Hunde grübeln nicht über das Hundedasein, soweit wir wissen, sie versuchen nicht, ihr Leben aus dem Blickwinkel eines anderen zu betrachten oder sich der Endlichkeit allen Tuns zu stellen. Wir hingegen geraten leicht in Verzweiflung, und so haben wir von Anfang an Geschichten erfunden, die unser Leben in einen größeren Zusammenhang stellen und uns das Gefühl vermitteln, dass es trotz aller niederdrückenden Belege des Gegenteils Sinn und Wert habe.

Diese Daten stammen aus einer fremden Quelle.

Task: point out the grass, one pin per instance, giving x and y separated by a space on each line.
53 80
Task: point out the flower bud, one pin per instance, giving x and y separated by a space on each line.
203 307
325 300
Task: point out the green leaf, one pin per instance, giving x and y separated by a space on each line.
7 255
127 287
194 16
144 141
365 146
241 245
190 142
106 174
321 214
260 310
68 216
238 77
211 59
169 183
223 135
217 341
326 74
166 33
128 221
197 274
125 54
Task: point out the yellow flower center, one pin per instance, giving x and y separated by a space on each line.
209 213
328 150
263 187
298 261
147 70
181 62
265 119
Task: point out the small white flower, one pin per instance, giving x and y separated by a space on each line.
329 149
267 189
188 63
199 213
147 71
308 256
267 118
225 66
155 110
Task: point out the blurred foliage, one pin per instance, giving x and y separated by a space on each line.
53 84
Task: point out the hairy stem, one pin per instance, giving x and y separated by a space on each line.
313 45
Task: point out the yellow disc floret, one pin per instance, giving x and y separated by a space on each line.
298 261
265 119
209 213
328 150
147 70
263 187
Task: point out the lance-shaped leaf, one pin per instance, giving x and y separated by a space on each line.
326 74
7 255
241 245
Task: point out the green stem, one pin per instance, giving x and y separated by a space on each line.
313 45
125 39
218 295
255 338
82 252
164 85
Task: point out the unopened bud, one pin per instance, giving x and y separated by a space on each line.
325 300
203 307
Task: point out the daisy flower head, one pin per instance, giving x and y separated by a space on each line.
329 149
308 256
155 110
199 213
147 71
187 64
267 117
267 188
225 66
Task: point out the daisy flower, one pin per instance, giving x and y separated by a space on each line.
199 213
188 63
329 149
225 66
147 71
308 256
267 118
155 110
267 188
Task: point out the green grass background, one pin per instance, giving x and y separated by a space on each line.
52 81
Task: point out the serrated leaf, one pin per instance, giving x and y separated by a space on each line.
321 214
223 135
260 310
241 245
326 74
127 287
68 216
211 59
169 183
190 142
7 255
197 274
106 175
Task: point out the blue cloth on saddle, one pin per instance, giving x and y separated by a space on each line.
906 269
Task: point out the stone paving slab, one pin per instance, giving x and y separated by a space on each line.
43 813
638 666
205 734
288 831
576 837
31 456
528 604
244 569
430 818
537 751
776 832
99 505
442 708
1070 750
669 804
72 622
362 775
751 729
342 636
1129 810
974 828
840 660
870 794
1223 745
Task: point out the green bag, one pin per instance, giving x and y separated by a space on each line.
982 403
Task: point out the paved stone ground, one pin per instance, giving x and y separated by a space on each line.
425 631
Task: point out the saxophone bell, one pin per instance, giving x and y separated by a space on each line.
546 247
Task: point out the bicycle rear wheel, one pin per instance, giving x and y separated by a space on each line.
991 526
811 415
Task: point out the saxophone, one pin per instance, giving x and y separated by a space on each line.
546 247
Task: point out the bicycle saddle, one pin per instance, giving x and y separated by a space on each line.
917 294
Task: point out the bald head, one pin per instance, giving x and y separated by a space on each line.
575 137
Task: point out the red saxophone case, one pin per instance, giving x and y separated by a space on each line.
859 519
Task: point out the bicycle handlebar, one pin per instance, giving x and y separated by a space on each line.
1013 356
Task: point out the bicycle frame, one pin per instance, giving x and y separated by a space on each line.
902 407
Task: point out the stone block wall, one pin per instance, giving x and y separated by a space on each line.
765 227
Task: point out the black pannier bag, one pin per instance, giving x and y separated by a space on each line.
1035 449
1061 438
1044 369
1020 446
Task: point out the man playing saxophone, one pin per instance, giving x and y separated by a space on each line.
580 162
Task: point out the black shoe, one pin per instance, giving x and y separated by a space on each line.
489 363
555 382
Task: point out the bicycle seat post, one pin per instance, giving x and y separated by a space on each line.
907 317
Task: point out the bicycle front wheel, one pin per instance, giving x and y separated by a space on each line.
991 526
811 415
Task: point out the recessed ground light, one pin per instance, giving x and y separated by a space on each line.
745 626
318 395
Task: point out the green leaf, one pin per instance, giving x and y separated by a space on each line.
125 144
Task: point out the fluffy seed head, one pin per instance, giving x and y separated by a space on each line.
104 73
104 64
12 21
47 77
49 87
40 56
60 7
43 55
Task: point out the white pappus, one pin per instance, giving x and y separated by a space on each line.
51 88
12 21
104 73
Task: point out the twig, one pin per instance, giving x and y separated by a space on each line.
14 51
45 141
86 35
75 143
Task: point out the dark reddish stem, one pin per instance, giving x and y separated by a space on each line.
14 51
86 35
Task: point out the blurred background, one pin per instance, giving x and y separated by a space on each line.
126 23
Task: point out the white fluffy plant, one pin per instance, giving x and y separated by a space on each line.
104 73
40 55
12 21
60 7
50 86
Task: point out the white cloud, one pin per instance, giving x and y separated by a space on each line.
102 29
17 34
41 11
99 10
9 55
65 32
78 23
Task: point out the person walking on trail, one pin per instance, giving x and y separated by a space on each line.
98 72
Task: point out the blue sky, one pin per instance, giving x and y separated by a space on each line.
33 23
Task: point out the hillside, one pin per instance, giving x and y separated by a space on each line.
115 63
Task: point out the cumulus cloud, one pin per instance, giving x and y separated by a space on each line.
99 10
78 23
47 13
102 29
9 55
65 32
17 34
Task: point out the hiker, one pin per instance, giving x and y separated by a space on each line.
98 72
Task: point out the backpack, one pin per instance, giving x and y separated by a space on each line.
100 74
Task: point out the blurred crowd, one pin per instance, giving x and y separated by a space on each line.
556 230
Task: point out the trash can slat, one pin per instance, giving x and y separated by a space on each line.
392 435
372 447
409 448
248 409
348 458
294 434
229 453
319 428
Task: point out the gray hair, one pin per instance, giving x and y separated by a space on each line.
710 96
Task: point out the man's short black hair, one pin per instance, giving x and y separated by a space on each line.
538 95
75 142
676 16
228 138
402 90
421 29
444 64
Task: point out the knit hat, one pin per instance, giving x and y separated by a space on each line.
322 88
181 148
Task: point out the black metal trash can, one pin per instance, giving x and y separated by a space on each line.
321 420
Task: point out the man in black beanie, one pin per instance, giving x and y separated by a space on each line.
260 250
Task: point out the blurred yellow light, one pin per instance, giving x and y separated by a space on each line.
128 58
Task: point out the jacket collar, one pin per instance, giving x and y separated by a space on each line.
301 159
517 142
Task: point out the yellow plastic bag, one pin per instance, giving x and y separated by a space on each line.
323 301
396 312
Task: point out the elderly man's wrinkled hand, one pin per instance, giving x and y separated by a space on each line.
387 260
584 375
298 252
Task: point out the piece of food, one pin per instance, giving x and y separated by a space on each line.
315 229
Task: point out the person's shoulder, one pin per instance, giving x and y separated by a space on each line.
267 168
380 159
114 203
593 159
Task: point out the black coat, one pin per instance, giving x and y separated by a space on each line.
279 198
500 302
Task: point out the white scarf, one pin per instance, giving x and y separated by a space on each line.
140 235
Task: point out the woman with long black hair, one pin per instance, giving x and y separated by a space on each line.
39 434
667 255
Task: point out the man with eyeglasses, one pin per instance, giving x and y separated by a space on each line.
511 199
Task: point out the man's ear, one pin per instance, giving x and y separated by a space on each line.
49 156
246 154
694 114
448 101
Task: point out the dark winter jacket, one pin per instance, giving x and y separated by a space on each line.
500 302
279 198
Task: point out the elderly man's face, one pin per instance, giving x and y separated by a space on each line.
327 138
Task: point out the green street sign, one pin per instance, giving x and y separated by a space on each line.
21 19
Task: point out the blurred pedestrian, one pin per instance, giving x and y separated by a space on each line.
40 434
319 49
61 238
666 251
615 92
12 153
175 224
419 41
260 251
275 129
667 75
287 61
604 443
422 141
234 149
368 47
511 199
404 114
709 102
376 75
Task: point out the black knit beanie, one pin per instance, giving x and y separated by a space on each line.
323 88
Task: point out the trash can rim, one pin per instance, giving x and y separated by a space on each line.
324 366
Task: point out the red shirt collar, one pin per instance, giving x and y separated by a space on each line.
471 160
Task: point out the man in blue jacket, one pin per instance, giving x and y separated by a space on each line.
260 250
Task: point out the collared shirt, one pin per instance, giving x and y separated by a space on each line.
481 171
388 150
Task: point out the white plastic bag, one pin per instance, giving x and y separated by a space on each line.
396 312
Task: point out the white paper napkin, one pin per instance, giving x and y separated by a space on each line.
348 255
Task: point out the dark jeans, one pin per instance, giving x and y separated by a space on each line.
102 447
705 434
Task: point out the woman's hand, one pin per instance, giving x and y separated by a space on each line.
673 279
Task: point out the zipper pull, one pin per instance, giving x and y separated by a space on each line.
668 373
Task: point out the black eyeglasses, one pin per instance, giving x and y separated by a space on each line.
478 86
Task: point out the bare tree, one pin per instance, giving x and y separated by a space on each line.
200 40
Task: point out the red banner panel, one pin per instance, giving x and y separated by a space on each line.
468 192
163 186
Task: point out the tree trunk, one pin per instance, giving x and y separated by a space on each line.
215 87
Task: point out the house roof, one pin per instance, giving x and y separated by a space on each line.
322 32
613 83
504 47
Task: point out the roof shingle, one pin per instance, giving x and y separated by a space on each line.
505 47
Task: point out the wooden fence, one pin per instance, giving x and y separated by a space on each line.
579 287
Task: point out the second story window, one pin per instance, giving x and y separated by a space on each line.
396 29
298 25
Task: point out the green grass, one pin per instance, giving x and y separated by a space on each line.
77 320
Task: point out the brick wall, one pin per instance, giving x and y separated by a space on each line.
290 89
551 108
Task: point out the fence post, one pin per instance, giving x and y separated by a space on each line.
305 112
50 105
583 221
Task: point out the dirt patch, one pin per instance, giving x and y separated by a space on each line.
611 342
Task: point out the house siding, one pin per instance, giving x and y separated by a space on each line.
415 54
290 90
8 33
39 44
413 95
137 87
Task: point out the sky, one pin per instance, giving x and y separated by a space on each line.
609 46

Schon in den Gräbern der Neandertaler entdeckten Archäologen Waffen, Werkzeuge und Tierknochen - Hinweise auf einen Glauben an eine jenseitige Welt, die der ihren ähnlich war. Und, so die Vermutung, sie erzählten sich Geschichten über das Leben, das ihr verstorbener Gefährte nun führte, stellten sich also vor, dass die sichtbare materielle Welt nicht die einzige Realität sei. Es war die Macht der Phantasie, die der Alltagserfahrung trotzte, nur aus einem einzigen Grund: Um sie ertragen zu können und mit der misslichen menschlichen Lage fertig zu werden.

Dies, so die englische Religionswissenschaftlerin Karen Armstrong, sei die Geburtsstunde des Mythos. Erwachsen aus dem größten Skandal des menschlichen Lebens, der Erfahrung des Todes, trösten die Mythen, aber sie zwingen uns auch, vom Vertrauten Abschied zu nehmen, um Neuland zu betreten und ein anderer zu werden. Sie geben uns Rituale an die Hand, Leitfäden, wie das Leben richtig zu führen sei, und sie handeln von Unbekanntem, von Göttern, Helden und von Dingen, die sich nicht erklären lassen, die Liebe etwa, Zorn und sexuelle Leidenschaft. Kurzum: Mythen helfen uns, das Universum zu verstehen.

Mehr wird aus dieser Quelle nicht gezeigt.